For the Python scripts to work correctly, you'll need to copy the data files into the same folder as the Python scripts. To do this, open your exercise files, open up chapter three, and you'll find several Python scripts as well as an R script. Open up the folder for the road safety data, copy all three files into the chapter three folder. Also, copy the Excel file for the lookup values.
When you've copied all of these files next to the Python scripts, you'll be ready to execute the scripts themselves. I'm going to use the idle Python development environment. It's extremely simple but it's already included with your Python installation. To find it, open up a terminal and then type in idle. If you're on a Windows machine, you'll have to launch idle from the start menu. Python idle environment will open up a window underneath the terminal window.
This is what it looks like. To open up a script, make sure the idle window is active, it'll say Python, and go to file, open, navigate to your exercise files, go to chapter 3, and open up one under bar, import accidents dot PY. Now you'll see the Python script that we're going to run. What I'm going to do is run the code, show you the results, and then we'll come back and examine how the code did what it accomplished.
So let's go ahead and run this. In Python idle I'll go up to the run command and I'll go run module. When the cursor returns, the program will be finished. We can go into the exercise files, chapter three, and you'll now see that there is a file called UK road data dot SQLite. Using DB browser for SQLite we can take a quick look at that file.

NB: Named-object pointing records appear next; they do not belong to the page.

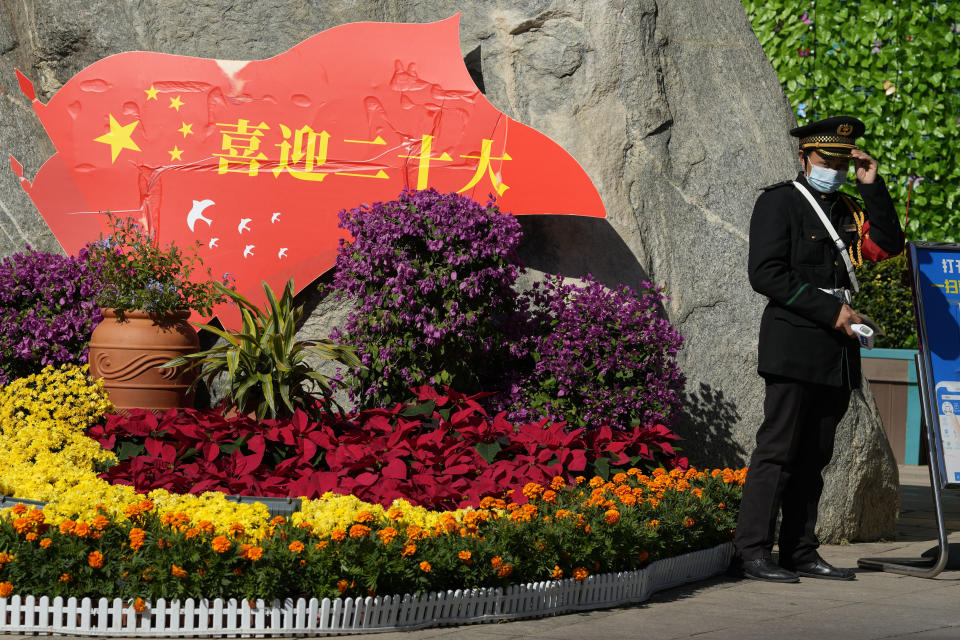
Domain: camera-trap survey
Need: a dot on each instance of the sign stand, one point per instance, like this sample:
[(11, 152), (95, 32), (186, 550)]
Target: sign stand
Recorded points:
[(921, 567), (935, 280)]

Click on open database, navigate to your exercise files, navigate to chapter three, and then open the UK road data dot SQLite file. You'll see that we have accidents 2015 as a data table, containing all of the information that was in the original CSV file. Let's take a look and find out how the Python script actually did that. This is the Python script for import accidents.
I'm going to walk through some of the commands. Many of these commands will be repeated in future scripts, and I will not talk about them in that time. To start there are several comments, the first one being that this is a Python 2.7 script. I've chosen Python 2.7 because it's more commonly available. The first important line is titled import SQLite three, and what that does is provides Python with a library that we can use to manipulate SQLite, it allows us to import into an SQLite file, create a file, manipulate things.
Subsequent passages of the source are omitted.